A Different Path to Leadership
Rather than pursue additional nursing degrees, Townsend chose to expand her expertise in business and marketing.
“I actually knew business before I knew nursing,” she said. “Even after becoming an LPN, I was drawn to understanding systems, people, and how decisions are made beyond the bedside.”
Her business education broadened her systems thinking and operational approach.

Corenza Townsend appears on stage during a public event tied to the opening of Norton West Louisville Hospital, highlighting nurse leadership in advancing healthcare equity.
“My business and marketing education has been a major disruptor, largely because it’s not a traditional pathway or skill set combination for nurses,” she said. “It challenges long-held assumptions about who leads, how decisions are made, and what expertise looks like in healthcare.”
It also required persistence.
“That said, it has meant I’ve often had to show my work more and work harder to build trust around ideas. Over time, my team and I have proven that our approach drives meaningful results.”
For LPNs who feel underestimated, she offers clear guidance.
“Don’t let anyone define your potential by your title,” Townsend said. “Healthcare needs leaders who understand how care actually works, and LPNs are uniquely positioned to influence meaningful change when they trust their voice and their value.”
Building With the Community
Community input shaped both the hospital’s mission and its design.
“The data made the inequities undeniable, but it was lived experience and community voice that gave the numbers meaning,” Townsend said.
Residents identified barriers beyond clinical care, including transportation, food insecurity, navigation challenges, and distrust of the healthcare system.

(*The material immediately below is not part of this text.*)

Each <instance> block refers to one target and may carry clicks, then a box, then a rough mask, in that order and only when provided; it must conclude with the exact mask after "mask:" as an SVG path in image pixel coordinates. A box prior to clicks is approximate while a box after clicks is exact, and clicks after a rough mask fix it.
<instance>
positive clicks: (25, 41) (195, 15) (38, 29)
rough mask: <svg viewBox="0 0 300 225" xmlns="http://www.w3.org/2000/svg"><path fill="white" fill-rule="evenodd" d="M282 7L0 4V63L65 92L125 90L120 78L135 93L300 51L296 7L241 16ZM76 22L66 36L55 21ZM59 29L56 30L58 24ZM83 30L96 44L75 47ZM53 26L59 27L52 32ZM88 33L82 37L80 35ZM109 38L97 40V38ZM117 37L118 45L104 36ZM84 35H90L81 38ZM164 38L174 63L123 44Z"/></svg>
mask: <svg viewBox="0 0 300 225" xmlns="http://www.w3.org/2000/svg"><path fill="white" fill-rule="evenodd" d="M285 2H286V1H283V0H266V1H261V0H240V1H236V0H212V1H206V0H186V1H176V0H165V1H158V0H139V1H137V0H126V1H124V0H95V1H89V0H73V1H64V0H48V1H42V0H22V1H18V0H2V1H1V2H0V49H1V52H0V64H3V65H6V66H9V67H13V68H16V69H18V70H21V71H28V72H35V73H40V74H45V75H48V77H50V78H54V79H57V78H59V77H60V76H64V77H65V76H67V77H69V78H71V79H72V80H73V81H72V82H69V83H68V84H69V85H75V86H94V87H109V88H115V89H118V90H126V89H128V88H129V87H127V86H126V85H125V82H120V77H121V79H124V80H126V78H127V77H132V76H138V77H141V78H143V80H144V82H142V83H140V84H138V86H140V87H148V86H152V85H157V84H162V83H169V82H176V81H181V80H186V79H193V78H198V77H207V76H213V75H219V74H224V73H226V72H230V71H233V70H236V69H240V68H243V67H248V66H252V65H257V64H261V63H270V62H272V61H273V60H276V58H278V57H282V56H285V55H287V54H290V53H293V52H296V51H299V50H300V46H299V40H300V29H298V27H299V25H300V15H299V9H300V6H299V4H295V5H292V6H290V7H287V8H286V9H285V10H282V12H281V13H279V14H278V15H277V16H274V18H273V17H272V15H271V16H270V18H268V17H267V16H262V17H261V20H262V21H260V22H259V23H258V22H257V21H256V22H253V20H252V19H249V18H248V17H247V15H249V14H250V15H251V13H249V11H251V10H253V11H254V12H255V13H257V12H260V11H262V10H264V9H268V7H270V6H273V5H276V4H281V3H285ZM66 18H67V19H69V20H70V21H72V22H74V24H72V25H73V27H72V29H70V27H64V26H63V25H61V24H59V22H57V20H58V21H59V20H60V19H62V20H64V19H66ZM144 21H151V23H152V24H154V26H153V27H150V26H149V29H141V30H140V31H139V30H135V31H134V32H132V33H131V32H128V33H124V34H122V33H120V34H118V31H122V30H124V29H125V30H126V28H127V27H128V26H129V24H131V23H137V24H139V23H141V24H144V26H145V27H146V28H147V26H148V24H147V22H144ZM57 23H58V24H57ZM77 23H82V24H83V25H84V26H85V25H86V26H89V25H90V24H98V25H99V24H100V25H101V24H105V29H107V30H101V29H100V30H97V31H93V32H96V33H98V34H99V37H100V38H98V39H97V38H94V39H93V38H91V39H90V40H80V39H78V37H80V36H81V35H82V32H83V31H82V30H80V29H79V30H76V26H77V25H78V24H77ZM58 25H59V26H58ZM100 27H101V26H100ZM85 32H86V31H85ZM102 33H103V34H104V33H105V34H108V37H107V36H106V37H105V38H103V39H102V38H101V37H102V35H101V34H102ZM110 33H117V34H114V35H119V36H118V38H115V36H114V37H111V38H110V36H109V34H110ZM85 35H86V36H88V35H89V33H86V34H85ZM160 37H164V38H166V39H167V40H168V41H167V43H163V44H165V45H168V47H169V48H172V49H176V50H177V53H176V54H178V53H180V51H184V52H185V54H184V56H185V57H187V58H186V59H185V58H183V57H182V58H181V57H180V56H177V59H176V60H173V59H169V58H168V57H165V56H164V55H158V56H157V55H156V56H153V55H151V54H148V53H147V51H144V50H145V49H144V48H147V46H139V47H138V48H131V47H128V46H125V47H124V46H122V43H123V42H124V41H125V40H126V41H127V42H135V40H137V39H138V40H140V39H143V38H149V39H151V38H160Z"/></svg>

Community members gather outside Norton West Louisville Hospital during a public event, underscoring the hospital’s role as both a healthcare provider and neighborhood partner.
“Listening to residents fundamentally shaped how the hospital operates,” she said. “Community feedback made it clear that access barriers extended well beyond the exam room.”
As a result, the hospital includes transportation support, an on-site bistro, and a partnership with Dare to Care to address food access. Local art, natural light, and a workforce reflective of the community were intentional design choices.
“The people we were serving, we asked them what they wanted and what they needed. They told us, and we created it,” Townsend said.
Expanding the Definition of Nurse Leadership
Townsend is direct about the myths she hopes to dismantle.
“The biggest myth is that practical nurses are limited in impact or strategic thinking,” she said. “LPNs bring deep clinical insight, adaptability, and an understanding of how care actually functions day to day. Those skills translate well beyond the bedside.”
She also challenges the belief that leadership follows only one pathway.
“Talent, vision, and capability aren’t defined by a title or degree alone,” she said. “When we recognize and develop diverse experiences, including practical nursing backgrounds, organizations become stronger, more responsive, and more effective.”

Corenza Townsend during construction of Norton West Louisville Hospital, a project she helped lead to restore hospital access to the community after 150 years.
More than a year after opening, she reflects on what the journey represents.
“Walking the space represents persistence, preparation, and collective effort,” she said. “It’s a reminder of how far the idea traveled, from concept to reality, and the many people who made it possible along the way.”
She never doubted the outcome.
“The need was too clear, the data too strong, and the community voice too consistent. Failure was not an option.”
For nurses at all credentials and career stages, Townsend’s story expands the possibilities of leadership. In West Louisville, an LPN helped restore hospital access after 150 years and demonstrated that influence in healthcare is not confined to title. It is built on insight, preparation, and purpose.